Subsidie 4: Wiskundig model voor milieuvriendelijke vistuigen

Prof. dr. Karline Soetaert kan met een gehonoreerde aanvraag in het NWO-programma Onderzoek Duurzame Visserij – Korte Onderzoekstrajecten (ODV-KOT) een onlinetool ontwikkelen om te voorspellen wat de ecologische impact is van een nieuw vistuig. Op basis van een bestaand wiskundig model gaat Soetaert een “Bottom Fishing Impact Assessment Tool" (BFIAT) ontwerpen.

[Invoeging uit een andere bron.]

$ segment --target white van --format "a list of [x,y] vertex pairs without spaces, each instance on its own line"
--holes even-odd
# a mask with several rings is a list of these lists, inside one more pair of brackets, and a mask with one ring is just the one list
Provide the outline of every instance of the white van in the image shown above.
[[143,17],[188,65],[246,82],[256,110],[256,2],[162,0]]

Met de tool stelt ze ontwikkelaars van vistuigen in staat te rekenen aan de verstoringen van vistuigen op het milieu en die te helpen minimaliseren. Het nieuwe wiskundige model vergemakkelijkt op die manier de innovatie van milieuvriendelijke vistechnieken.

Karline Soetaert gaat samenwerken met brancheorganisaties: Nederlandse Vissersbond, VisNed en Visserij-innovatiecentrum.